By Yemi Hailemariam
We have a new member joining us at the Coalition: Circle Advocacy, founded by Judy Korik Weinstock, a practicing physician and patient advocate. Judy spoke to us about the experiences that drove her to create this organization, dedicated to supporting patient agency and well-being.
Judy traces her drive for her work to her childhood and holds her role as a physician as a crucial part of her identity, alongside being a mother and a daughter. Her first “real job” was almost prophetic: she recalls her time working as a waitress in a nursing home as one of the experiences that called her later to palliative care. She started her career in healthcare by considering nursing before ultimately deciding to go into medicine, where she found that she liked all the specializations and eventually selected the sweet spot that was family medicine. She eventually shifted from being a primary care physician to hospitalist, which she enjoyed tremendously. Years along this professional path brought on a move to New York City before returning to the Boston area for a palliative care fellowship, where Judy currently lives and works.
When discussing her motivations for creating Circle Advocacy, Judy recounts her own family’s story. She was the child of the Russian refugees, living in a wealthy white suburb of Boston. She describes her family as outsiders in that community, distinctly different in their cultural and socioeconomic experiences. These differences became even more noticeable when she was in medical school and her father was diagnosed with Alzheimer’s. As the first “American” in the family, the proverbial “password child” and the healthcare professional in the family, she stepped in as the health care agent for her father and grappled with decisions such as long-term care facilities and the financial burden that came with the diagnosis—all part of a time she describes as “traumatic” for both her and her family. Despite the fact that she was an early-career physician then, her family struggled to find care for her father that was aligned with his culture and his condition. She recalls that it took multiple stints at mental health institutions and emergency room visits before her father was finally admitted to a hospital where they met a palliative care doctor. To Judy’s relief, this doctor said so plainly, “We are going to take care of you, we are going to take care of him.”

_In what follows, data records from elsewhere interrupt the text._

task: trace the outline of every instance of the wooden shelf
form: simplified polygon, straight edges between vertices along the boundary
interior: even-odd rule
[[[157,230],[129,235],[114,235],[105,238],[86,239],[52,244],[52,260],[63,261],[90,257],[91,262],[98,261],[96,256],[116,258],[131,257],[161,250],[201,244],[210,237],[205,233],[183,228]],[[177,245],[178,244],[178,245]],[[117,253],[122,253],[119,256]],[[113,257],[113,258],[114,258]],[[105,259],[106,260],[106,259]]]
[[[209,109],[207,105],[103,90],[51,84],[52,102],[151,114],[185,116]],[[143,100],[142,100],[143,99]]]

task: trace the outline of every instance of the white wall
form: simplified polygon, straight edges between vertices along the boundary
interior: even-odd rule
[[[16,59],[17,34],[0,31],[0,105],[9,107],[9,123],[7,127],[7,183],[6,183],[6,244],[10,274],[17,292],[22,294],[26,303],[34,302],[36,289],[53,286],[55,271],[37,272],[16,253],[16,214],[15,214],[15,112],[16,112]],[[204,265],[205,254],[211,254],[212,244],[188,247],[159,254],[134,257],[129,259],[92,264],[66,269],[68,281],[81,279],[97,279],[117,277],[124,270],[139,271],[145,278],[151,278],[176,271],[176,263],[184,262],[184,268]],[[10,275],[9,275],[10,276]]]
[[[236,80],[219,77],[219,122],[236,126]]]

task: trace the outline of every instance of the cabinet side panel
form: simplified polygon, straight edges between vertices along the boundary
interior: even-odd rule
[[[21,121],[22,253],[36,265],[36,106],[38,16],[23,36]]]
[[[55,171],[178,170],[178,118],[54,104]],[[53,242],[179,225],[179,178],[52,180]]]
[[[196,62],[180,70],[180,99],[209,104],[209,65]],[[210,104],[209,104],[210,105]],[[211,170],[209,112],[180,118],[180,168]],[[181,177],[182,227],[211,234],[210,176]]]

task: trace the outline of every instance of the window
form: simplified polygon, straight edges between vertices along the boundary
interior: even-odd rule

Her family’s experiences with the healthcare system is what Judy described as “knee-jerk medicine,” siloed in such a way that can, at times, do more harm than good. These observations were cemented further years later during the COVID-19 pandemic. Judy, who practices at Emerson Hospital and Care Dimensions, found herself extending herself to patients and families who needed more support than she usually provided. It was this work that she eventually channeled into the creation of Circle Advocacy.
When asked to describe Circle Advocacy, Judy highlights a single word: translation. She credits her translation skills to the fact that she has experienced both sides, as a scared and frustrated family member and as a well-meaning but strained physician. She notes that people often have multiple treating clinicians that aren’t talking to each other, so her role is to ask the important questions, “[stick her] nose everywhere,” and translate the responses to her patients. She recounts, with a measure of emotion, patient testimonials, families that have shared that they had nowhere to turn to before she patiently talked them through their options. These kinds of experiences, needs, and hopes shines through so much of our consumer research.
When asked about the long-term goals for her work, Judy shares that she doesn’t want to grow her business but, rather, she hopes to serve as a model for others. It is what excites her about joining the Coalition as well, the prospect of having a network of like-minded people focused on the collective goal of holistic and humane healthcare that centers the well-being, voices, and needs of patients.